Calling his country’s relationship with India as a “special one”, Japanese Foreign Minister Fumio Kishida said the ties between the two nations can make the Indo-Pacific region an epicentre of global prosperity and took a subtle dig at China on the South China Sea dispute.
In an address at the Indian Council of World Affairs, Kishida said having “open and stable seas” was key to economic prosperity in the region and recalled Prime Minister Shinzo Abe’s proposal of “three principles of the rule of law at sea” including not using “force or coercion” in trying to drive claims.
Later, asked about Japan’s indication that it may not be involved in infrastructure projects in Arunachal and whether it was due to China’s position over the state, he said though his government wants to improve connectivity in the North East, there was no plan to provide any aid to the state.

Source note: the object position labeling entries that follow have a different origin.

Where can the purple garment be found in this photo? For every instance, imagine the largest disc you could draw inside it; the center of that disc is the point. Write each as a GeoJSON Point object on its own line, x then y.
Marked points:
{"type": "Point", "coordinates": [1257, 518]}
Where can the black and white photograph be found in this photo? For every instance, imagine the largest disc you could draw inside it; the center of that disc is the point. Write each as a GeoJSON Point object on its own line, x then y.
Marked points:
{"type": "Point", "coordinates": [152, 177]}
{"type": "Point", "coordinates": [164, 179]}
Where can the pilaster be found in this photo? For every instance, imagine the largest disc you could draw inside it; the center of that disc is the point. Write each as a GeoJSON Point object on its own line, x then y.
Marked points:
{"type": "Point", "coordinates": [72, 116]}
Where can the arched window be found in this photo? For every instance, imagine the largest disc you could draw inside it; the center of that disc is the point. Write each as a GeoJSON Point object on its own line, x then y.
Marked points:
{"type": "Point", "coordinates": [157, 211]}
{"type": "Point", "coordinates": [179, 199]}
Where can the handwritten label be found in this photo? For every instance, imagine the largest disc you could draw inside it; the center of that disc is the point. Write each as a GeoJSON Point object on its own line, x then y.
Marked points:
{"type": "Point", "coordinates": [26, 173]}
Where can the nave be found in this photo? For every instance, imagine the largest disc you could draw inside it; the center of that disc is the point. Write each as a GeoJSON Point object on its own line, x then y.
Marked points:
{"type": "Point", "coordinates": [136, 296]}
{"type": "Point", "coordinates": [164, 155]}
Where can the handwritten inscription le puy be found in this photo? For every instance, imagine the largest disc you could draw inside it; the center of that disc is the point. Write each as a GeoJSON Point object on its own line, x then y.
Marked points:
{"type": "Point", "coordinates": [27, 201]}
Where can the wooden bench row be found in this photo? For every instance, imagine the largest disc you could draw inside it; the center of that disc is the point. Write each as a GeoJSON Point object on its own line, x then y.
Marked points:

“You specifically pointed out the state Arunachal Pradesh in North Eastern India which is a territory of India which is pending in terms of its dispute with China and for the moment to my understanding there are currently no plans of Japan to provide aid to this state,” he said in reply to a question.
He said Japan was prepared to provide “robust” contribution and cooperation to enhance connectivity in the region and link it with neighbouring SAARC and ASEAN countries.
In his address, he said Japan will contribute to the ‘Make in India’ initiative so as to support India in becoming a base of economic growth for the Indo-Pacific region and ultimately for the world.
Noting that connectivity between South Asia and South-East Asia through both sea and land routes was key to realising vast economic potential of the region, he said “Japan intends to support the construction of an energy network within the SAARC region”.
He said the ‘Japan-India Investment Promotion Partnership’ agreed to at the summit meeting during Prime Minister Narendra Modi’s visit to Tokyo in September last year seeks synergies between “Abenomics and Modinomics”.
Identifying terrorism as a major global challenge, Kishida said the menace is a “real danger” to Japan and India.
Referring to the terror attack on Paris, he said international community should make all-out efforts to deal with terrorism which continues to be a great challenge for the world.
“Japan resolutely condemns any form of terrorism including the terrorism incident in Paris…. I understand that tragic terrorism incidents have been occurring in various parts of India. Let us firmly confront terrorism,” he said.
Kishida said strengthening connectivity in the North-East can help to improve transport links between SAARC and ASEAN which will encourage trade and economic activities.
“Japan will strengthen its assistance by supporting development initiatives in North-East India, which will serve as a connective node between the two regions,” he said.
“We will sow the seeds that are vital to regional economy, then nurture them through a stronger partnership in the fields of science and technology,” he said while referring to Indo-Japan cooperation in science and technology sector.
Talking about defence cooperation, he specifically referred to maritime exercise, discussions on amphibian aircraft US-2 which both sides may go for joint production and negotiations on cooperation in defence equipment.
“It is important to further strengthen our cooperation through defence equipment cooperation including the US-2 amphibian aircraft and Japan’s continued participation in the India-US Malabar maritime exercises.
“Moreover, I believe that Japan-India cooperation in multilateral frameworks such as ASEAN Regional Forum (ARF) and East Asia Summit (EAS) will become increasingly important. Therefore, we should even more proactively assume our responsibilities to protect ‘Open and Stable Seas’ under our special partnership,” he said.
Kishida said he chose India as the first country to visit after his reappointment as Foreign Minister following elections in Japan recently.
“I chose India as the first country to visit following my reappointment because of my belief that the partnership between Japan and India is a special one. It is a partnership that should drive the advent of the new era; an era when the Indo-Pacific region becomes the epicentre of global prosperity,” he said.
Calling Japan and India as the most successful democracies and free nations in Asia, he said leadership from both countries is essential for the Indo-Pacific region.